Bug 1710226

Summary: Upgrade RHEL node failed due to iptables rules changes
Product: OpenShift Container Platform Reporter: Weihua Meng <wmeng>
Component: InstallerAssignee: Russell Teague <rteague>
Installer sub component: openshift-ansible QA Contact: Johnny Liu <jialiu>
Status: CLOSED ERRATA Docs Contact:
Severity: high    
Priority: high CC: amurdaca, bbennett, danw, gpei, vrutkovs, walters, wking
Version: 4.1.0   
Target Milestone: ---   
Target Release: 4.1.0   
Hardware: Unspecified   
OS: Unspecified   
Whiteboard:
Fixed In Version: Doc Type: Bug Fix
Doc Text:
Cause: The bootstrap MCS endpoint was restricted for existing nodes to improve security.
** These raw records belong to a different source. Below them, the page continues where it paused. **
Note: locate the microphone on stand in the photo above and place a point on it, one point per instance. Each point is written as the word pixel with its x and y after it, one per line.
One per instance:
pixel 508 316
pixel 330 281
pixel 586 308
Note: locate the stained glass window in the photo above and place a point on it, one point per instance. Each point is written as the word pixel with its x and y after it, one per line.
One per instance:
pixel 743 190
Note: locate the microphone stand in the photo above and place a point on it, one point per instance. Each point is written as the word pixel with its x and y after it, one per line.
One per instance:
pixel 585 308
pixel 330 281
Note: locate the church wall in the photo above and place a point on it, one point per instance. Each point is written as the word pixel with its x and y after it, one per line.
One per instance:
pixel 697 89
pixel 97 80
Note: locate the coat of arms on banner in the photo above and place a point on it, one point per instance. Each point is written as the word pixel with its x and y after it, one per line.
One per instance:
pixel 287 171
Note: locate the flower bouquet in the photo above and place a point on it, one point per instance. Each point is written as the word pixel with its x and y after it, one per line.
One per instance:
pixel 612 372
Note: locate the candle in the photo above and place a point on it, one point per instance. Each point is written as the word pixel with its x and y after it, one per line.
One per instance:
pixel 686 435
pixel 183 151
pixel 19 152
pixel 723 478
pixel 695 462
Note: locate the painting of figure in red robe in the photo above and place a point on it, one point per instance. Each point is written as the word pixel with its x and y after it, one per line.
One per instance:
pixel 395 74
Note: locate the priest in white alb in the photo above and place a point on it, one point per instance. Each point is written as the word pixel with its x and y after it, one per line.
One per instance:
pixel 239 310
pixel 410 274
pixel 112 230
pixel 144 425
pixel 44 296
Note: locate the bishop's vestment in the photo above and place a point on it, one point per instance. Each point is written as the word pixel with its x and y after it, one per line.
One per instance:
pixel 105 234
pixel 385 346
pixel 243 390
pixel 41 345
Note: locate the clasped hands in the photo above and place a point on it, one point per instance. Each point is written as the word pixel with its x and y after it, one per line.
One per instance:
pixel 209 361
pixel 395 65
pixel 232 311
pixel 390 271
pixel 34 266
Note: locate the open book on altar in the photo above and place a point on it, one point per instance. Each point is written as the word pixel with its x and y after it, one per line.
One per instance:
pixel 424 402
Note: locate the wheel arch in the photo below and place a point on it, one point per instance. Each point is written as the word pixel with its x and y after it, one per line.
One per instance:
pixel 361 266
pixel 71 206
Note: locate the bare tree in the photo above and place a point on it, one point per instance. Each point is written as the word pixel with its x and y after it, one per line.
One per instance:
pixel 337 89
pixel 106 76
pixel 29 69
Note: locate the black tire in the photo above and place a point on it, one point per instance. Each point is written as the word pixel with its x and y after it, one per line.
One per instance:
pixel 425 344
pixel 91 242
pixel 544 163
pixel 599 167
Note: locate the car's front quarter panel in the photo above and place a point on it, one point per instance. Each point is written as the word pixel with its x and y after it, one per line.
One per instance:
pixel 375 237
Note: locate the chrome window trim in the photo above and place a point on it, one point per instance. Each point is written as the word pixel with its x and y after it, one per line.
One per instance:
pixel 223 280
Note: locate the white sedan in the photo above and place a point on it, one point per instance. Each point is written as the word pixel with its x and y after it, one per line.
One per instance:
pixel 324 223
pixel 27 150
Consequence: Nodes were unable to retrieve configs during upgrade. Fix: Tasks were updated to retrieve the ignition config from the rendered worker machine config and use it to update configs for the node. Result: Upgrades for RHEL nodes complete with successful config updates.
Story Points: ---
Clone Of: Environment:
Last Closed: 2019-06-04 10:48:48 UTC Type: Bug
Regression: --- Mount Type: ---
Documentation: --- CRM:
Verified Versions: Category: ---
oVirt Team: --- RHEL 7.3 requirements from Atomic Host:
Cloudforms Team: --- Target Upstream Version:
Embargoed:
Bug Depends On:    
Bug Blocks: 1708605    

Description Weihua Meng 2019-05-15 06:59:37 UTC
Description of problem:
Upgrade RHEL node failed due to iptables rules changes
likely caused by PR https://github.com/openshift/origin/pull/22821
rules: [][]string{
				{"-p", "tcp", "-m", "tcp", "--dport", "22623", "-j", "REJECT"},
				{"-p", "tcp", "-m", "tcp", "--dport", "22624", "-j", "REJECT"},
 
Version-Release number of the following components:
openshift-ansible-4.1.0-201905132354.git.156.3c52fcf.el7.noarch

How reproducible:
Always

Steps to Reproduce:
1. upgrade RHEL7 node in OCP4 cluster by upgrade.yml playbook


Actual results:
upgrade failed at TASK [openshift_node : Wait for bootstrap endpoint to show up]
/usr/share/ansible/openshift-ansible/roles/openshift_node/tasks/config.yml:29

fatal: [dell-r730-068.dsal.lab.eng.rdu2.redhat.com]: FAILED! => {
    "attempts": 60,
    "changed": false,
    "content": "",
    "invocation": {
        "module_args": {
            "attributes": null,
            "backup": null,
            "body": null,
            "body_format": "raw",
            "client_cert": null,
            "client_key": null,
            "content": null,
            "creates": null,
            "delimiter": null,
            "dest": null,
            "directory_mode": null,
            "follow": false,
            "follow_redirects": "safe",
            "force": false,
            "force_basic_auth": false,
            "group": null,
            "headers": {},
            "http_agent": "ansible-httpget",
            "method": "GET",
            "mode": null,
            "owner": null,
            "regexp": null,
            "remote_src": null,
            "removes": null,
            "return_content": false,
            "selevel": null,
            "serole": null,
            "setype": null,
            "seuser": null,
            "src": null,
            "status_code": [
                200
            ],
            "timeout": 30,
            "unsafe_writes": null,
            "url": "https://10.1.10.122:22623/config/worker",
            "url_password": null,
            "url_username": null,
            "use_proxy": true,
            "validate_certs": false
        }
    },
    "msg": "Status code was -1 and not [200]: Request failed: <urlopen error [Errno 111] Connection refused>",
    "redirected": false,
    "status": -1,
    "url": "https://10.1.10.122:22623/config/worker"
}


Expected results:
Upgrade success.

Comment 1 Colin Walters 2019-05-15 12:43:13 UTC
Hum...so the Ansible upgrade is running as a pod?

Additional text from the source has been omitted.